By Ewelina Czapla
Cognitive liberty is defined as sovereign control over one’s own consciousness. As the ability to manipulate and monitor the human mind grows with the development of neuroscience and analytical tools the question of one’s right to remain cognitively sovereign will need to be answered. The issue of cognitive liberty raises questions about privacy and freedom of thought as well as the 4th and 5th Amendments to the Constitution. Is cognitive liberty is a basic right? Should an individual simply be protected from cognitive manipulation by others or also be free to engage in the use of mind-altering technologies to improve their own cognition?
Technological developments, such as the fMRI among others, allow for the scanning and analysis of the brain’s activity. FMRI scans can determine whether or not an individual is responding honestly to questions or if they approach situations with an unconscious bias. Additionally, brain scans can identify areas of abnormality in the brain such as a spot or cyst that suggest the propensity to commit a particular kind of crime. These technologies have the ability to contribute to decisions regarding a defendant’s guilt, a prisoner’s sentence or date of parole. Should this technology alter criminal and civil procedure? What are the future civilian implications of technologies like fMRI? Could they be used as a pre-screening measure for employment, similar to a drug test?
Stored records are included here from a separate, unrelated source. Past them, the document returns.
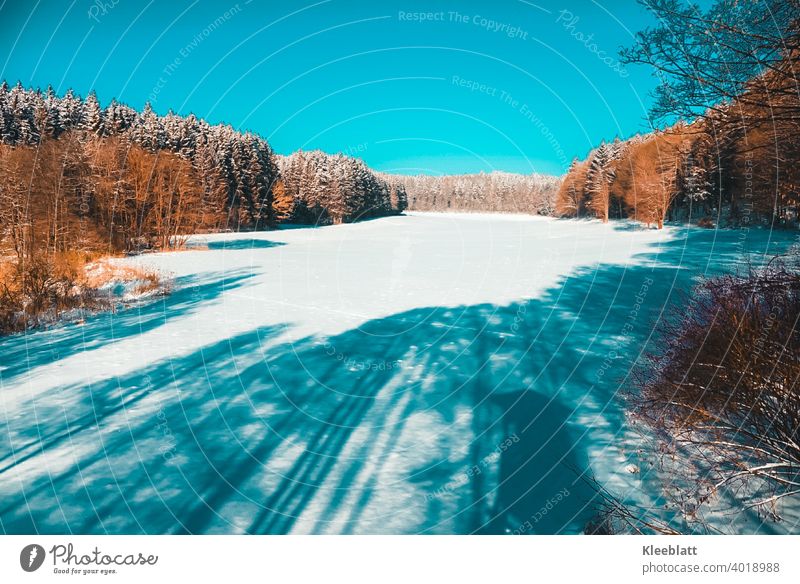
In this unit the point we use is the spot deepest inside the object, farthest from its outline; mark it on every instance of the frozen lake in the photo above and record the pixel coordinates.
(416, 374)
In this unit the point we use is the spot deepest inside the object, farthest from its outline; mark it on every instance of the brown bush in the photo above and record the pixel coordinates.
(722, 395)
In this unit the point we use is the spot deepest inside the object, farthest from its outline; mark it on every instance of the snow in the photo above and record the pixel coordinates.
(351, 379)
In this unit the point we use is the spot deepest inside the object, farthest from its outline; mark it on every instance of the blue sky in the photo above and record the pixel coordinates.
(409, 86)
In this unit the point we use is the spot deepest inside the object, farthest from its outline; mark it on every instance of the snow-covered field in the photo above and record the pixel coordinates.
(426, 373)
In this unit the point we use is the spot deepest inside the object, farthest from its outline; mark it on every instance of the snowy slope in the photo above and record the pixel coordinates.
(425, 373)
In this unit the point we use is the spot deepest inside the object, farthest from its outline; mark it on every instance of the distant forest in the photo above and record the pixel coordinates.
(499, 192)
(78, 181)
(733, 156)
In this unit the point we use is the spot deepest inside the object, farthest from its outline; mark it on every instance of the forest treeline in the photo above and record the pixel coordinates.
(733, 162)
(717, 391)
(499, 192)
(78, 180)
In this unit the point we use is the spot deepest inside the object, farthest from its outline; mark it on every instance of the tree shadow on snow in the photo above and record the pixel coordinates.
(470, 419)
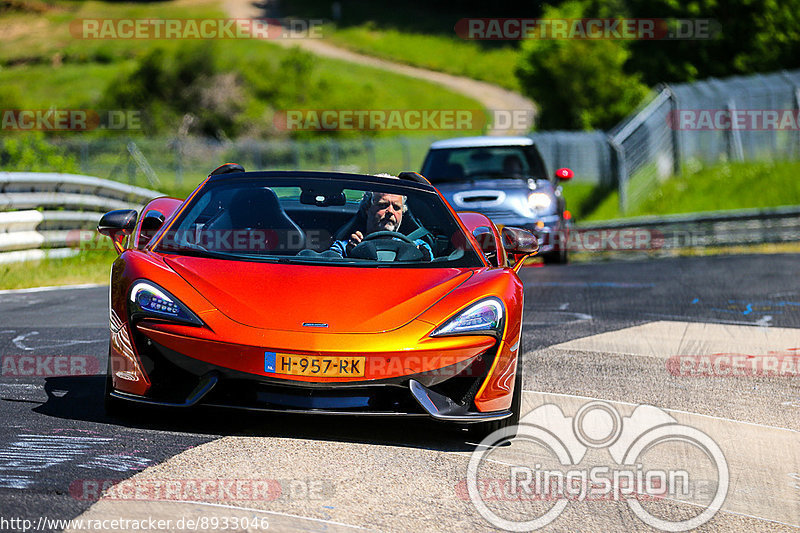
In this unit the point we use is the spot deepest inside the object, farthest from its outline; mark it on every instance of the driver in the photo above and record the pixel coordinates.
(384, 212)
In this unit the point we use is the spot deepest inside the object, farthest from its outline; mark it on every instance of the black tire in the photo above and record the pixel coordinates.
(480, 430)
(559, 257)
(113, 406)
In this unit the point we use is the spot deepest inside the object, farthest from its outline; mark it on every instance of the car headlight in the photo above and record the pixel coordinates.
(540, 202)
(481, 318)
(149, 300)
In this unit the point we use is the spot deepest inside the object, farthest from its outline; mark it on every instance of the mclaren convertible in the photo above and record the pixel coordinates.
(317, 292)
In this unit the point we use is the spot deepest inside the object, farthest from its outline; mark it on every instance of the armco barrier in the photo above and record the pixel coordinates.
(720, 228)
(38, 211)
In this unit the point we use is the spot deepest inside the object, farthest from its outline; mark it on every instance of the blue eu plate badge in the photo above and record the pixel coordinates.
(269, 361)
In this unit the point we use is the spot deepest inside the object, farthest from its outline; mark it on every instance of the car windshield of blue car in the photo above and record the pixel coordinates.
(466, 164)
(320, 221)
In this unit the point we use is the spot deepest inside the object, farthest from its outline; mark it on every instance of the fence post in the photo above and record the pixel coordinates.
(85, 157)
(676, 132)
(796, 150)
(369, 147)
(178, 162)
(621, 172)
(295, 153)
(406, 152)
(735, 149)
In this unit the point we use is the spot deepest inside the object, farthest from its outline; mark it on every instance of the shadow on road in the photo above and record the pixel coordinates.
(81, 398)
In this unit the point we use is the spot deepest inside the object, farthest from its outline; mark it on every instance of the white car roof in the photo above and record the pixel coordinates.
(478, 142)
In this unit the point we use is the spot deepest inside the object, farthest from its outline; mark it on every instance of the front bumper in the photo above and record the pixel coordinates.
(178, 380)
(549, 230)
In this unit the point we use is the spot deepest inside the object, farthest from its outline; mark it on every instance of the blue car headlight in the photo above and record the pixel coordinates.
(149, 300)
(541, 203)
(481, 318)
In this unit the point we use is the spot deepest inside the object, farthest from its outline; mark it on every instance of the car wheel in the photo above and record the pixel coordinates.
(113, 406)
(555, 258)
(482, 429)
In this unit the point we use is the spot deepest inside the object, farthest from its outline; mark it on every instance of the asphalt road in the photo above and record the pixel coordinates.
(606, 331)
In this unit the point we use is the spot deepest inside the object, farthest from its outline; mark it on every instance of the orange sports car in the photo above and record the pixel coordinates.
(317, 292)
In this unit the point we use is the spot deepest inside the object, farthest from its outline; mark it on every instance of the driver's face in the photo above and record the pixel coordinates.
(385, 213)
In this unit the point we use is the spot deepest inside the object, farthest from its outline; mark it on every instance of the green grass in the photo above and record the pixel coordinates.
(435, 52)
(90, 266)
(714, 188)
(43, 65)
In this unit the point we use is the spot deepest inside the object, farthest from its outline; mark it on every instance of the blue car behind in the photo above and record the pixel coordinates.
(506, 179)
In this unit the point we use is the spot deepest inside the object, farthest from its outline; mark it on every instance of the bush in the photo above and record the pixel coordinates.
(578, 84)
(30, 152)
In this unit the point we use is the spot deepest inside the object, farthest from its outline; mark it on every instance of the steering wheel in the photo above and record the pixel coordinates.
(387, 246)
(388, 235)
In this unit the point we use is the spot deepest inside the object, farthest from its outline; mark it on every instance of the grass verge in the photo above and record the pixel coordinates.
(434, 52)
(739, 185)
(89, 266)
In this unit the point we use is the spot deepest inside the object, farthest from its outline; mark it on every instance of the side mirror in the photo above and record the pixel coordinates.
(118, 224)
(485, 237)
(564, 174)
(151, 223)
(519, 243)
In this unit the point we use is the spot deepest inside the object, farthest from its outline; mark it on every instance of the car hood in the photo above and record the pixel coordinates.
(347, 299)
(506, 184)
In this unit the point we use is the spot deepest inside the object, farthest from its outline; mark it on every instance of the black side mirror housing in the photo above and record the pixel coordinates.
(151, 223)
(485, 237)
(118, 224)
(119, 221)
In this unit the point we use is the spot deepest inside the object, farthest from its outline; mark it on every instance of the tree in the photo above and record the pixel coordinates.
(578, 83)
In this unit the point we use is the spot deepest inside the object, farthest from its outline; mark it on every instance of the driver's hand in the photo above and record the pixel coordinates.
(355, 239)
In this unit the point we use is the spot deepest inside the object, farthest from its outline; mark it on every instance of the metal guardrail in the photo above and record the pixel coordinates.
(41, 213)
(700, 230)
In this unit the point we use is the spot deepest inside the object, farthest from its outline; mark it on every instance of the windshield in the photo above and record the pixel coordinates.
(319, 221)
(459, 164)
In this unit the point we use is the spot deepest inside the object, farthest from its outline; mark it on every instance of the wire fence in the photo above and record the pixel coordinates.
(183, 162)
(753, 118)
(736, 119)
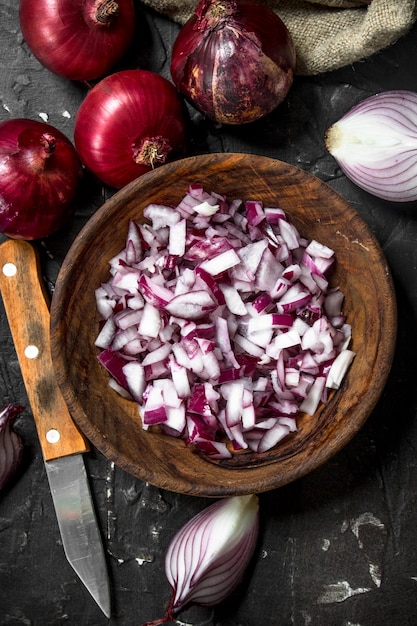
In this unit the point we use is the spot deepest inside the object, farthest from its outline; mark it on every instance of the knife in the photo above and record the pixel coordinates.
(62, 443)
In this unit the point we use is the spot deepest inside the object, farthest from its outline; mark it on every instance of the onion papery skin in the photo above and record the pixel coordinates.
(120, 116)
(40, 174)
(375, 145)
(236, 67)
(68, 38)
(11, 445)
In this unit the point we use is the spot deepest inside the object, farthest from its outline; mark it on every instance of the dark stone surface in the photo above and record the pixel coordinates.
(337, 548)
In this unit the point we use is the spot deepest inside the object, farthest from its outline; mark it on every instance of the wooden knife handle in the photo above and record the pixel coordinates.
(27, 309)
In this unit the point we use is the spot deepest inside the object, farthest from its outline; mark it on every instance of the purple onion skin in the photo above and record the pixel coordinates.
(78, 39)
(40, 174)
(235, 68)
(11, 445)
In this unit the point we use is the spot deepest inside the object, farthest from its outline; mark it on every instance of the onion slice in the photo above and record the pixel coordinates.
(226, 345)
(206, 559)
(375, 145)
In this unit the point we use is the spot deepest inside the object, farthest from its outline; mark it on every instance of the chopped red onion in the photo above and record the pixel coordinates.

If amendments to our rights were made to ensure ‘cognitive liberty’, there would be profound repercussions on commercial and advertising firms, campaigns, and others who may in the future seek to influence cognition. Arguably, should ‘cognitive liberty’ be granted, the balance of power could shift in favor of the individual from corporations or government. Whether people have the right to use the ‘fourth estate’ free of manipulation is a pressing governance question with broad future ramifications.